Judge Thayer was seen hurrying from the square, making for home and the weather doctor, who was about to let the rain escape.
"He's goin' to head it off," said one of the scoffers to Morgan, beginning to feel a return of his exultation.
"It's goin' to miss us," said Druggist Gray, his head thrown back, his Adam's apple like an elbow of stovepipe in his thin neck.
"We may get a good shower out of one end of it," Conboy still hoped, pulling for the rain as he might have boosted for a losing horse.
"Nothing more than a sprinkle, if that much," said the station agent, shaking his head, which he had bared to the cool wind.
"He's got him firin' up like he was tryin' to hive a swarm of bees," one reported, coming from the seat of scientific labors.
"It's breakin', it's passin' by us—we'll not get a drop of it!"

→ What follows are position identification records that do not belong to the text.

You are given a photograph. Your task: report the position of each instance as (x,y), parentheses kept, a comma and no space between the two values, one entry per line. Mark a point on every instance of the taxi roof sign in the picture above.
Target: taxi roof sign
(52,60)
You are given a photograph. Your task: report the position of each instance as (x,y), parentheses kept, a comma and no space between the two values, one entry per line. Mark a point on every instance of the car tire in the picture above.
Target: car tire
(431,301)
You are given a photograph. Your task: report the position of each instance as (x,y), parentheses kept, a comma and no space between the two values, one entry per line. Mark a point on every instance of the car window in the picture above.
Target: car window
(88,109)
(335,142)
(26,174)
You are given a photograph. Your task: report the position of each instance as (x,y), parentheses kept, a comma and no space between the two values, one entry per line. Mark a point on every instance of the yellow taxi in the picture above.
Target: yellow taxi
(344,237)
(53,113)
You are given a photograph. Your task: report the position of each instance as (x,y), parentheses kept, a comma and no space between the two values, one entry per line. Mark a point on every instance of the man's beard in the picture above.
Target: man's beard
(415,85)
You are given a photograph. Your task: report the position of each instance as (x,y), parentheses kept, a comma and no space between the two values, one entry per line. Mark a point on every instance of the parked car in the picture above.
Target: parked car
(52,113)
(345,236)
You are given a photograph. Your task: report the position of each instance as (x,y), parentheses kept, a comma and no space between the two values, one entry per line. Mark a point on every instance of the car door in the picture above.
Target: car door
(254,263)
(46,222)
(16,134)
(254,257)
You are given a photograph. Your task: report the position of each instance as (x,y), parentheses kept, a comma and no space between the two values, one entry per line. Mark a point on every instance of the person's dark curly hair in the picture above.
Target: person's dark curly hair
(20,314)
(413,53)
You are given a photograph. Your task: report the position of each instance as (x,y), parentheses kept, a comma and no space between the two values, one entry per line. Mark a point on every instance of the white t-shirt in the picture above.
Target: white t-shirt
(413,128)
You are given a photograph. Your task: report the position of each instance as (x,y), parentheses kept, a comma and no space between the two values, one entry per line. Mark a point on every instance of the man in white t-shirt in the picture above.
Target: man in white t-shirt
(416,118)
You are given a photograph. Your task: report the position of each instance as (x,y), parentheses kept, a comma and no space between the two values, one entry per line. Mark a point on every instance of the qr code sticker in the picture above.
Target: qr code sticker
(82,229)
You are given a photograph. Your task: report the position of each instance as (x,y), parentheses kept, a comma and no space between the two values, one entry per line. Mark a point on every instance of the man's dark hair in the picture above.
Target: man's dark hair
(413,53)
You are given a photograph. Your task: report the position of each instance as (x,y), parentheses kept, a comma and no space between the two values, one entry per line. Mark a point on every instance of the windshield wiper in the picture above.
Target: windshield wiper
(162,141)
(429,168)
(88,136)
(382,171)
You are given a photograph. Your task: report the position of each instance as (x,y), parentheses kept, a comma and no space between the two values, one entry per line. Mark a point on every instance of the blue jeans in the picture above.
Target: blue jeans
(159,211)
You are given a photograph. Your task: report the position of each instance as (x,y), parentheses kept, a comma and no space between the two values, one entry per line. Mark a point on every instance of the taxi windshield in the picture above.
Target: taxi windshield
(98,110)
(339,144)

So it appeared. Overhead the swirling clouds were passing on; in the distance the thunder was fainter. The wind began to freshen from the track of the rain, the pigeons came out of the courthouse tower for a look around, light broke through the thinning clouds.
Not more than a mile or two southward of Ascalon the rain was falling in a torrent, the roar of it still quite plain in the ears of those whose thirst for its cooling balm was to be denied. The rain was going on, after soaking and reviving Glenmore, which place Judge Thayer would have given a quarter of his possessions to have had it miss.